I should have talked to you. Your soft smiles were an indication enough, I should have stopped you, but you were always so immersed in your ways. Shy glances and sweet sighs. So many confessions twirled on your tongue, like sweet hard candy, melting before I could ever hear their crunch. Every once in while you would smile, let the secrets reflect in your eyes. And, I would forget. Forget your pensive stares. To remember what was in front of me. A mirage, that was all you. You and a semblance of me. A shadow that bore our names. Us. Together. In a different lifetime. In an alternate reality. But this, I cannot forget; we are here, in the now, in this place. In this actuality, you don’t talk and I don’t hear. We don’t speak and you are not near. I live with regret, for the things I didn’t do, the words I didn’t let escape in submission to my fears. Perhaps, it is too late. Time is too far gone to say, I should have stopped you. I should have talked to you.
I have been afraid to write of love lately. It takes away too much out of me.

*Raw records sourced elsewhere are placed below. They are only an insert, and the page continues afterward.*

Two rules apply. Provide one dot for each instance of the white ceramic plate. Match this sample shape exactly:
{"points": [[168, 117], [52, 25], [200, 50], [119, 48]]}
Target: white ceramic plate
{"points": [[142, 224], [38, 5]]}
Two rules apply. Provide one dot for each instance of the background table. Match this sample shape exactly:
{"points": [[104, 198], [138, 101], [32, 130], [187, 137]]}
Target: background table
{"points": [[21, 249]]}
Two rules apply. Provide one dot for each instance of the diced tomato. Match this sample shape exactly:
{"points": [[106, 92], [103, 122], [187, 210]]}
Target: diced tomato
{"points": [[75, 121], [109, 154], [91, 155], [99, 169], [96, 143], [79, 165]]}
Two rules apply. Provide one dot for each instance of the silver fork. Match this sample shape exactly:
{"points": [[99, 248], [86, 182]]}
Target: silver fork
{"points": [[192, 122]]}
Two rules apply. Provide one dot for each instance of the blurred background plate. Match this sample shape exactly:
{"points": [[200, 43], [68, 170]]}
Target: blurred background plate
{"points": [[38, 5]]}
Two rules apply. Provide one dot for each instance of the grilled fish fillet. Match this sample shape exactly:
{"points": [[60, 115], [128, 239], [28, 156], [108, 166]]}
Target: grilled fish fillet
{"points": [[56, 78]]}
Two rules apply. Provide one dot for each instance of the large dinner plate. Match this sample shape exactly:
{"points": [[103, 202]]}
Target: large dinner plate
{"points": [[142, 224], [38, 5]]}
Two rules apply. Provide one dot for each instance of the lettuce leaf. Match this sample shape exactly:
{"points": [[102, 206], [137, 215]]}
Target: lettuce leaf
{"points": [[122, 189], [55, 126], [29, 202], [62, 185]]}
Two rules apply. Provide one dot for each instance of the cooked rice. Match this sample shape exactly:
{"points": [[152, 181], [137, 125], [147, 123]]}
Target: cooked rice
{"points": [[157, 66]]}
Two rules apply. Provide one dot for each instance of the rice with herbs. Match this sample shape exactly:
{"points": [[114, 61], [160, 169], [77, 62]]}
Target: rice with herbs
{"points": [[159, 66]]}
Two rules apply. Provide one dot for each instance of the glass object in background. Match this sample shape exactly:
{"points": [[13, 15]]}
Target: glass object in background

Love is the essence of living. And there are days, which these days are most days when I feel it hurts too much to speak of love with careless abandon. I did so once. Perhaps even dared to do it twice. Once all was said done, I was left with a mere shell of my words.
Just as the grass will turn green in spring and the leaves, a myriad of colours in October, the Earth will become barren come winter. The sun will rise to give birth where decay once lay. It will rise to burn life to the ground. The rain will fall when the Earth is parched. It will fall even when the Earth has had too much to drink. This is the balance of nature.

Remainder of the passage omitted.